A Saudi-Kurdish Technology Link With Broader Implications
The companies are framing the launch as a milestone in Saudi-Kurdish technology cooperation. That framing matters because sovereign AI is becoming a regional priority across the Middle East, especially for governments and enterprises that want the benefits of generative AI without handing over data, operations, and strategic dependence to foreign platforms.
OmniOps was founded in 2024 and previously announced SAR 30 million, or approximately $8 million, in funding from GMS Capital Ventures to expand its AI infrastructure products. At the time, the company said it was building sustainable, energy-efficient, cloud-native high-performance computing clusters and a sovereign AI inference cluster with MLOps features.
KI gives that strategy a sharper use case. Instead of simply selling infrastructure capacity, OmniOps is helping power a localized AI application tied to language access, regional data control, and telecom delivery. That is a more concrete example of what sovereign AI can look like in practice.

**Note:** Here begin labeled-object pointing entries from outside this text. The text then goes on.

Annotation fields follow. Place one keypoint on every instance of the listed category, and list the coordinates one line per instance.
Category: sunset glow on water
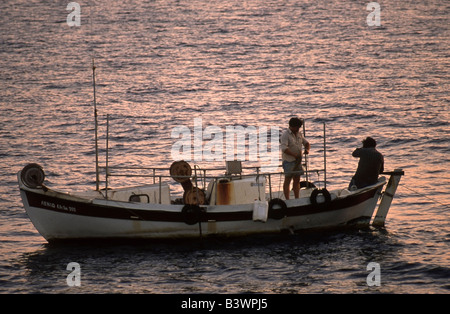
(164, 64)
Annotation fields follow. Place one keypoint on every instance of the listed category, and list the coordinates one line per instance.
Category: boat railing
(201, 177)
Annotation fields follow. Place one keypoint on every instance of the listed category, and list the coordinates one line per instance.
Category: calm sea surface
(161, 64)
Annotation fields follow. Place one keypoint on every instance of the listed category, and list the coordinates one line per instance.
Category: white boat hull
(60, 216)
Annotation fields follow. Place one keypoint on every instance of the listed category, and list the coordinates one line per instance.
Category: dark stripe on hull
(94, 210)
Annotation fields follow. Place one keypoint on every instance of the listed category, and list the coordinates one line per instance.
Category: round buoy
(277, 208)
(194, 196)
(180, 171)
(326, 196)
(32, 176)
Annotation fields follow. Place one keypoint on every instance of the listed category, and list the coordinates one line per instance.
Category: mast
(324, 157)
(97, 175)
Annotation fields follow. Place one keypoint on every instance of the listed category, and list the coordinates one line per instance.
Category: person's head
(295, 124)
(369, 142)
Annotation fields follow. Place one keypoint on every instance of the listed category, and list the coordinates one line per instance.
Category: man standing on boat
(371, 164)
(292, 141)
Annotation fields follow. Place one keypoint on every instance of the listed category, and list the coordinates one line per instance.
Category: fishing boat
(233, 201)
(232, 204)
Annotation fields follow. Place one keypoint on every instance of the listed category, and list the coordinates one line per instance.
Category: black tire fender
(316, 193)
(191, 214)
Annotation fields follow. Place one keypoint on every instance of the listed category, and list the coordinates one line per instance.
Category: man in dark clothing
(371, 164)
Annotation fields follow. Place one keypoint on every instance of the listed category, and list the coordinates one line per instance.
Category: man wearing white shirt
(291, 146)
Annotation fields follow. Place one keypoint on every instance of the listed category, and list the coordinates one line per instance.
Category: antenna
(97, 175)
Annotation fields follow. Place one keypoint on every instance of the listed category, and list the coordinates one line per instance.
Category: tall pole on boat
(324, 157)
(97, 175)
(306, 155)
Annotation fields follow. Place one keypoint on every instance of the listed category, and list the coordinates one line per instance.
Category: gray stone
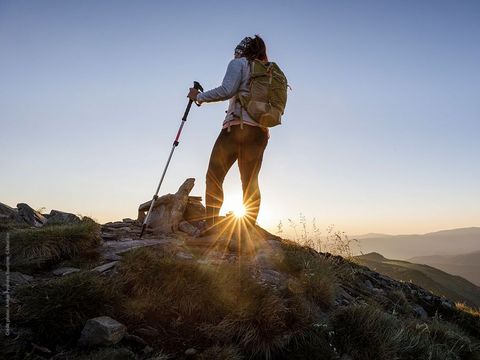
(65, 271)
(101, 330)
(194, 211)
(30, 216)
(110, 249)
(16, 278)
(188, 228)
(419, 311)
(8, 213)
(105, 267)
(190, 352)
(148, 332)
(60, 217)
(368, 284)
(167, 212)
(134, 339)
(184, 256)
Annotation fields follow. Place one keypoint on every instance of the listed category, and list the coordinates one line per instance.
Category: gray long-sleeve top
(235, 81)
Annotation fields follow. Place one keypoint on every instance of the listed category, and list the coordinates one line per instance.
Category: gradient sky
(381, 131)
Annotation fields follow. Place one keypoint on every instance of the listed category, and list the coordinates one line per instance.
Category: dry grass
(365, 332)
(204, 304)
(227, 352)
(56, 310)
(48, 245)
(314, 275)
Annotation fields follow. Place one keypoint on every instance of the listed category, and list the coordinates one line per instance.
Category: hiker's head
(252, 48)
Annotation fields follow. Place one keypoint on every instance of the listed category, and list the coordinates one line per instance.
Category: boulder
(195, 211)
(188, 228)
(63, 271)
(168, 210)
(101, 330)
(30, 216)
(8, 214)
(60, 217)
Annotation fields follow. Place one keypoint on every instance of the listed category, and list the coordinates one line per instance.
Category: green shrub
(51, 244)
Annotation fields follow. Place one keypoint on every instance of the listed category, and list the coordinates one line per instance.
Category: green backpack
(268, 94)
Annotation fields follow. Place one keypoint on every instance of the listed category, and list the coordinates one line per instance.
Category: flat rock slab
(105, 267)
(111, 249)
(102, 330)
(65, 271)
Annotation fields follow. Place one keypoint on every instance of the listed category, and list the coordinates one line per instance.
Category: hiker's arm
(229, 87)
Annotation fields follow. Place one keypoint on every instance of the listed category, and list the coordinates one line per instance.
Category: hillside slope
(445, 242)
(435, 280)
(464, 265)
(82, 291)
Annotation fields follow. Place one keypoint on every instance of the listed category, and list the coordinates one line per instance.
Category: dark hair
(253, 48)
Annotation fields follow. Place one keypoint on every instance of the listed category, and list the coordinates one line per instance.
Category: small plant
(333, 241)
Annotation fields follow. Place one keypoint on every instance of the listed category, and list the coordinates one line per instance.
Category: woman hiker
(241, 138)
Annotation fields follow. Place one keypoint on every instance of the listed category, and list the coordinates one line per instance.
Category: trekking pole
(199, 87)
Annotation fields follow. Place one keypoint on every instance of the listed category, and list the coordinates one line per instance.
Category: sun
(239, 211)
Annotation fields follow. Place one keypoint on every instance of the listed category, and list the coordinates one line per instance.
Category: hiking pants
(247, 146)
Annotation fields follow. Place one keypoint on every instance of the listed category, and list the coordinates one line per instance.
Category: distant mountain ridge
(428, 277)
(443, 242)
(465, 265)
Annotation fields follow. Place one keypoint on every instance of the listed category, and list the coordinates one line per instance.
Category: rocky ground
(178, 296)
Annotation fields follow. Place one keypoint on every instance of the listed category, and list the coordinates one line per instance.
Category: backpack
(268, 94)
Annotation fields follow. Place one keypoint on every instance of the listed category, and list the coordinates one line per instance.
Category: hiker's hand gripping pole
(199, 87)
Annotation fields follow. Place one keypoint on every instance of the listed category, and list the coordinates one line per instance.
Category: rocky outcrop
(102, 330)
(59, 217)
(30, 216)
(8, 214)
(172, 212)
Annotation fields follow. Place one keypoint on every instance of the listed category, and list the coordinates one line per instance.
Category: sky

The Bigger Story: AI Infrastructure Is Becoming Regional
The launch of KI points to a broader shift in AI adoption. The next phase of AI growth may not be defined only by larger foundation models. It will also depend on whether countries, telecom operators, and enterprises can deploy those models in ways that match local languages, regulations, infrastructure constraints, and trust requirements.
For the Kurdistan Region, KI could become a foundation for AI-enabled services across education, customer support, government access, enterprise productivity, and translation. For OmniOps, the partnership shows how a Saudi AI infrastructure company can expand its relevance beyond national deployment and into regional AI enablement.
The real test will be adoption: whether KI can deliver useful, reliable experiences for Kurdish-speaking users and whether Newroz Telecom can turn the platform into a broader service layer for businesses and institutions. But the direction is clear. AI is moving closer to the users, languages, and data environments it serves, and partnerships like OmniOps and Allai Newroz Telecom’s KI launch show how that shift may unfold across emerging markets.